En l’occurrence, la Wallonie a décidé d’étendre le délai relatif à l’implémentation de ces compteurs. La CWaPE (Commission wallonne pour l'Energie), qui a été chargée de réaliser l’évaluation économique à long terme de l’ensemble des coûts et des bénéfices pour le marché et pour le consommateur, serait ainsi parvenu à la conclusion que les retombées pourraient être maximalisées avec une durée de déploiement plus longue.

Donc, même si le taux de 80% fixé par la Commission n’est pas remis en cause, la date de déploiement a donc été fixée au 31 décembre 2034 (le remplacement des compteurs à budget devra, quant à lui, être achevé au 31 décembre 2023).

Une bonne affaire, vraiment?

Si la Wallonie ne fait que suivre une injonction de la Commission européenne, il n’empêche que la généralisation des compteurs intelligents fait débat un peu partout en Europe et ce, pour plusieurs raisons. La première est d’ordre strictement économique: est-ce vraiment une bonne affaire? Une étude commandée par le Vreg (Vlaamse regulator van de elektriciteits-en gasmarkt) concluait prudemment que, sur une période de 20 ans, la rentabilité des compteurs intelligents ne pouvait être établie. C’est d’ailleurs le caractère économiquement déficitaire d’une généralisation du compteur intelligent qui a conduit l’Allemagne à ne déployer cette technologie que partiellement et uniquement auprès des gros consommateurs et des producteurs (via des panneaux photovoltaïques).

De nombreuses questions en suspens

Mais d’autres questions sont également soulevées par les analystes. Notamment celle qui porte sur le caractère intrusif de ce type de compteurs: y a-t-il atteinte potentielle à la protection de la vie privée, sachant que le suivi en temps réel de la consommation d’une habitation est rendu possible? Aux Etats Unis, les actions de protestation se sont multipliées ces dernières années, toutes mettant en garde contre le fait que les compteurs «intelligents» révèlent des informations sur les consommations et les activités à l’intérieur des foyers.

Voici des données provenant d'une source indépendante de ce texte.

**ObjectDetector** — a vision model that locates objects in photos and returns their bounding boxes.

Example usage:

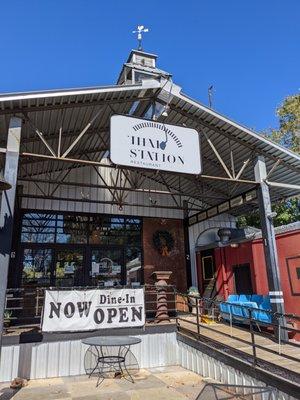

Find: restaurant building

[0,50,300,318]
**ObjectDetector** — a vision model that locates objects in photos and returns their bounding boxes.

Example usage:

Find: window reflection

[22,249,52,286]
[125,247,142,286]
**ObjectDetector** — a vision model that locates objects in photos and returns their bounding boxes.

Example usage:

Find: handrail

[176,292,300,367]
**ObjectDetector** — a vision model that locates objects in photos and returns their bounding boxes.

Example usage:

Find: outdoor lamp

[161,104,170,117]
[218,228,231,243]
[0,172,11,192]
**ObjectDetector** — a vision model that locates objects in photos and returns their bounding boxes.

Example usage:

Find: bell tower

[117,25,171,85]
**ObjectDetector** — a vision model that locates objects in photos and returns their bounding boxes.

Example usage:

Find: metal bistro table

[82,336,142,387]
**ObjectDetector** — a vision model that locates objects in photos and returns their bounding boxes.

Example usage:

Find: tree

[238,94,300,228]
[267,94,300,153]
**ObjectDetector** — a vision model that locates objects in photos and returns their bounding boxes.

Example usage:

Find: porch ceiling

[0,80,300,214]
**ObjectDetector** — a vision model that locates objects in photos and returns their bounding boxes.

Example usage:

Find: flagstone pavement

[0,366,206,400]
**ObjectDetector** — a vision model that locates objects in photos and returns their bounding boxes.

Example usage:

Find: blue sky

[0,0,300,130]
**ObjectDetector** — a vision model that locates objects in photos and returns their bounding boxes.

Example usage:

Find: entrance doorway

[233,263,253,294]
[197,249,216,298]
[90,247,124,287]
[53,248,85,287]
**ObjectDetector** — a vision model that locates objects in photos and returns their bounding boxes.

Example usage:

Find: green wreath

[153,231,174,256]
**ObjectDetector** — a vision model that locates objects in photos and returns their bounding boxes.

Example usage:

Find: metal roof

[0,70,300,214]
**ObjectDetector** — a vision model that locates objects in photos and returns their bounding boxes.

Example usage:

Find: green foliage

[237,198,300,228]
[237,94,300,228]
[266,94,300,153]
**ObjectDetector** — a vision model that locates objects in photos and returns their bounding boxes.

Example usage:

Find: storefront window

[21,213,142,287]
[56,215,88,243]
[125,247,142,286]
[21,213,56,243]
[22,249,52,286]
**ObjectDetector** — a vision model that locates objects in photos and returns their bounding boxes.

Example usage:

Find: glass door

[54,248,85,287]
[90,247,124,287]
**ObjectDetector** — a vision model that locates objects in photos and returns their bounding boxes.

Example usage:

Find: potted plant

[3,310,12,330]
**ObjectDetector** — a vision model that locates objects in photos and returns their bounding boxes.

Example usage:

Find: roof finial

[132,25,149,51]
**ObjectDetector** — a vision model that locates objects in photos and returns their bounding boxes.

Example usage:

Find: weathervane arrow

[132,25,149,50]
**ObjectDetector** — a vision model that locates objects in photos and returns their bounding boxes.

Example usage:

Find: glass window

[55,250,84,287]
[21,213,56,243]
[22,249,52,286]
[89,216,141,245]
[90,248,123,287]
[125,247,142,286]
[202,256,214,280]
[56,215,88,243]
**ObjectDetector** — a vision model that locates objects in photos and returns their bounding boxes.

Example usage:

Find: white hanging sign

[110,115,202,175]
[42,288,145,332]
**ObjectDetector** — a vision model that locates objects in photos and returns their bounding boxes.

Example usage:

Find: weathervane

[132,25,149,50]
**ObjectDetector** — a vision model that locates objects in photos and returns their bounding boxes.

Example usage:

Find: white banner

[42,289,145,332]
[110,115,202,175]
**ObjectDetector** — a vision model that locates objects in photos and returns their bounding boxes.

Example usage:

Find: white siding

[0,332,177,382]
[189,214,236,286]
[0,332,296,400]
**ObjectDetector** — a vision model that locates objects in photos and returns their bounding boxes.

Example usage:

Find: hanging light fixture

[0,172,11,192]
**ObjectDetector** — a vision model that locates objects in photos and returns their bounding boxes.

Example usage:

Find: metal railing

[176,293,300,374]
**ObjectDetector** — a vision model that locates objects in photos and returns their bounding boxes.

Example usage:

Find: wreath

[153,231,174,256]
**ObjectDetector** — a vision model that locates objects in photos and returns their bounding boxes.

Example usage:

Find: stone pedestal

[152,271,172,323]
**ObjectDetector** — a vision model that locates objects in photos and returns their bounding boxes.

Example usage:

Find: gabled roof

[0,60,300,214]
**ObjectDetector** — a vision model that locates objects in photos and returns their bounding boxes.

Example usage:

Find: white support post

[254,156,288,340]
[0,117,22,356]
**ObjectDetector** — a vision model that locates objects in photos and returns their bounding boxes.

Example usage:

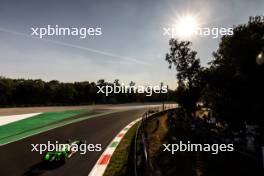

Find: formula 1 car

[43,140,85,164]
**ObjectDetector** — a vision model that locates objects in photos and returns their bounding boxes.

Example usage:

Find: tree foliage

[165,39,202,115]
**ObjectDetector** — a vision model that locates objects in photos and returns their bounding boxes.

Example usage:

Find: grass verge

[0,109,87,144]
[104,122,139,176]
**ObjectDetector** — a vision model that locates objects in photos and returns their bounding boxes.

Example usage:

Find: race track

[0,106,157,176]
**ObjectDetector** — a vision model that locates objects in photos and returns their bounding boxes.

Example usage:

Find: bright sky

[0,0,264,88]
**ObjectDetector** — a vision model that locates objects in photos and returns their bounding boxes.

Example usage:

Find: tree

[204,16,264,126]
[165,39,202,116]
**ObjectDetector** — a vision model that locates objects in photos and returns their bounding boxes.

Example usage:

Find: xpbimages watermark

[163,141,234,154]
[97,83,168,96]
[31,25,103,39]
[163,27,234,38]
[31,141,102,154]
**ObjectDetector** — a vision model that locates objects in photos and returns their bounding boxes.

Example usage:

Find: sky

[0,0,264,88]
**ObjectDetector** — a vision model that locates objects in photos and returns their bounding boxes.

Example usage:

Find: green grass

[0,109,87,144]
[104,123,138,176]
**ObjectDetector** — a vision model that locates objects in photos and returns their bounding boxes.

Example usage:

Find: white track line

[0,112,41,126]
[88,118,141,176]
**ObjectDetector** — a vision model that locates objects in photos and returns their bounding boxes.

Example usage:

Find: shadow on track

[23,162,63,176]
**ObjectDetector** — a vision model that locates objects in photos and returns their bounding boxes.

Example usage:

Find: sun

[175,15,198,39]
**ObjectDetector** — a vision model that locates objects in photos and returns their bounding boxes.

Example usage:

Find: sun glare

[175,15,198,39]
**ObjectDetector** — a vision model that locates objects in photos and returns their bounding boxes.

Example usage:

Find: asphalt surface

[0,107,153,176]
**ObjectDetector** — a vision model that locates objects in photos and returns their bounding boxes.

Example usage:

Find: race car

[43,140,85,164]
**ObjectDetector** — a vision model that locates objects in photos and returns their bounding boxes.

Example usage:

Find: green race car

[43,140,84,164]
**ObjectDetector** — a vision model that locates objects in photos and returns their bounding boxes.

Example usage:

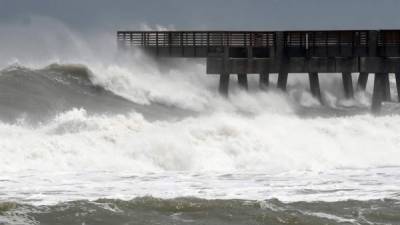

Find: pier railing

[117,30,400,58]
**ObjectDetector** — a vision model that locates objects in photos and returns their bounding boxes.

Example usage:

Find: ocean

[0,23,400,225]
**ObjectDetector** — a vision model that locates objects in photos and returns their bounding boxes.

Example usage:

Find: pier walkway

[117,30,400,112]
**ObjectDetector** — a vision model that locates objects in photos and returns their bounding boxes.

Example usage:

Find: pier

[117,30,400,113]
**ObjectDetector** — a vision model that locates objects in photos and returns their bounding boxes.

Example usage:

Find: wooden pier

[117,30,400,112]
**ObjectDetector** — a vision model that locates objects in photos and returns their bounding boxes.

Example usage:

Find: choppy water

[0,23,400,225]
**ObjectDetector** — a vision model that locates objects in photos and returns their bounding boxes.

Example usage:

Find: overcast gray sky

[0,0,400,32]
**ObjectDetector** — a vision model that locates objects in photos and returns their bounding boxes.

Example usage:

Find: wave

[0,64,192,123]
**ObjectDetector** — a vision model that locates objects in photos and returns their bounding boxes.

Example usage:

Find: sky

[0,0,400,32]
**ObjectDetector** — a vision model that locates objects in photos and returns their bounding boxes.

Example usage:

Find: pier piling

[395,73,400,102]
[260,73,269,90]
[219,73,230,97]
[238,73,249,90]
[342,73,354,99]
[277,73,288,91]
[357,72,369,91]
[371,73,385,114]
[308,73,322,103]
[382,73,391,102]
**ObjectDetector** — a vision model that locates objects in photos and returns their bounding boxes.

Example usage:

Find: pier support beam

[383,73,391,102]
[395,73,400,102]
[238,73,249,90]
[260,73,269,90]
[219,73,230,97]
[342,73,354,99]
[308,73,322,103]
[371,73,385,114]
[357,73,369,91]
[278,73,288,91]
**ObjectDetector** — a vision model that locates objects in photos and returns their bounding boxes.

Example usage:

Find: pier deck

[117,30,400,112]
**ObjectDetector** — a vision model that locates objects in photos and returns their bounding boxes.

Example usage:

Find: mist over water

[0,17,400,224]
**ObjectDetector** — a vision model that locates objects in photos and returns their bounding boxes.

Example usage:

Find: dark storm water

[0,65,400,225]
[0,197,400,225]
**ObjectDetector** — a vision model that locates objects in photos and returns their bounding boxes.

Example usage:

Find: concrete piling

[277,73,288,91]
[382,73,391,102]
[260,73,269,90]
[371,73,384,114]
[342,73,354,99]
[308,73,322,103]
[219,73,230,97]
[238,73,249,90]
[395,73,400,102]
[357,72,369,91]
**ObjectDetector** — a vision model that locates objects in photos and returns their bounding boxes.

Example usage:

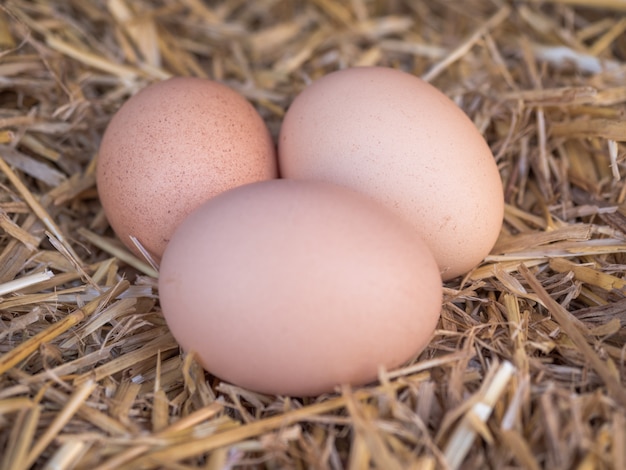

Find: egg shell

[278,67,504,280]
[159,180,442,396]
[96,77,277,259]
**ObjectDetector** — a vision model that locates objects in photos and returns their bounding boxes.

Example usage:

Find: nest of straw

[0,0,626,470]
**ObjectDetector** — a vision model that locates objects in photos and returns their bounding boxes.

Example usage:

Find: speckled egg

[97,77,277,259]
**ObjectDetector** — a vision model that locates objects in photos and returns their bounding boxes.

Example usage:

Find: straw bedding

[0,0,626,470]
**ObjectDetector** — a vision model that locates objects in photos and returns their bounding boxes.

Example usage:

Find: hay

[0,0,626,470]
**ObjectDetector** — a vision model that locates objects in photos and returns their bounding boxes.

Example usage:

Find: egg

[96,77,277,260]
[159,180,442,396]
[278,67,504,280]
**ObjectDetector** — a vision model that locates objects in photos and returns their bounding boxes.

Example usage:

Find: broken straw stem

[444,361,515,470]
[0,269,54,295]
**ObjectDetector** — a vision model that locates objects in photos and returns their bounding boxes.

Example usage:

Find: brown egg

[97,77,276,259]
[159,180,442,396]
[278,67,504,279]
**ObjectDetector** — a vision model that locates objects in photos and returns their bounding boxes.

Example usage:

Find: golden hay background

[0,0,626,470]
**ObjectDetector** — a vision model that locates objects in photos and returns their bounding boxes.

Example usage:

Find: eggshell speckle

[159,180,442,396]
[278,67,504,279]
[97,77,277,258]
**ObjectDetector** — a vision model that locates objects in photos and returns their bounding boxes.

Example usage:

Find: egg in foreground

[278,67,504,280]
[96,77,277,259]
[159,180,442,396]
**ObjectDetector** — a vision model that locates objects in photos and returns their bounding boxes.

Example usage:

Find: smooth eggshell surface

Autre interrogation: le risque de piratage des données et de divulgation des périodes d’absence régulières ou prolongées vers des cambrioleurs potentiels.

Nécessité d’un cadre légal

Bref, au regard de ces différentes considérations, il est urgent de mettre en place un cadre légal d’utilisation des compteurs intelligents et de leur déploiement. Le Gouvernement wallon essaye donc de rassurer tout le monde. A l’en croire, tous ces points feront l’objet d’une attention particulière: coûts maîtrisés, communication accessible et compréhensible par tous les utilisateurs, sécurisation des données et protection de la vie privée, qualité des équipements et des services, mise à disposition des données de comptage sans frais supplémentaires,...), etc.

Et combien ça va coûter ?

La question du coût est évidemment au centre des débats, dès lors que pour les gestionnaires de réseaux, l’investissement relatif au déploiement des compteurs «intelligents» sera inévitablement élevé en raison de la mise en place d’infrastructures communes (informatique, télécommunication,…). Le ministre s’est donc engagé à ce que le coût répercuté aux consommateurs soit réduit à sa plus simple expression. Ménages comme entreprises ne demandent qu’à le croire.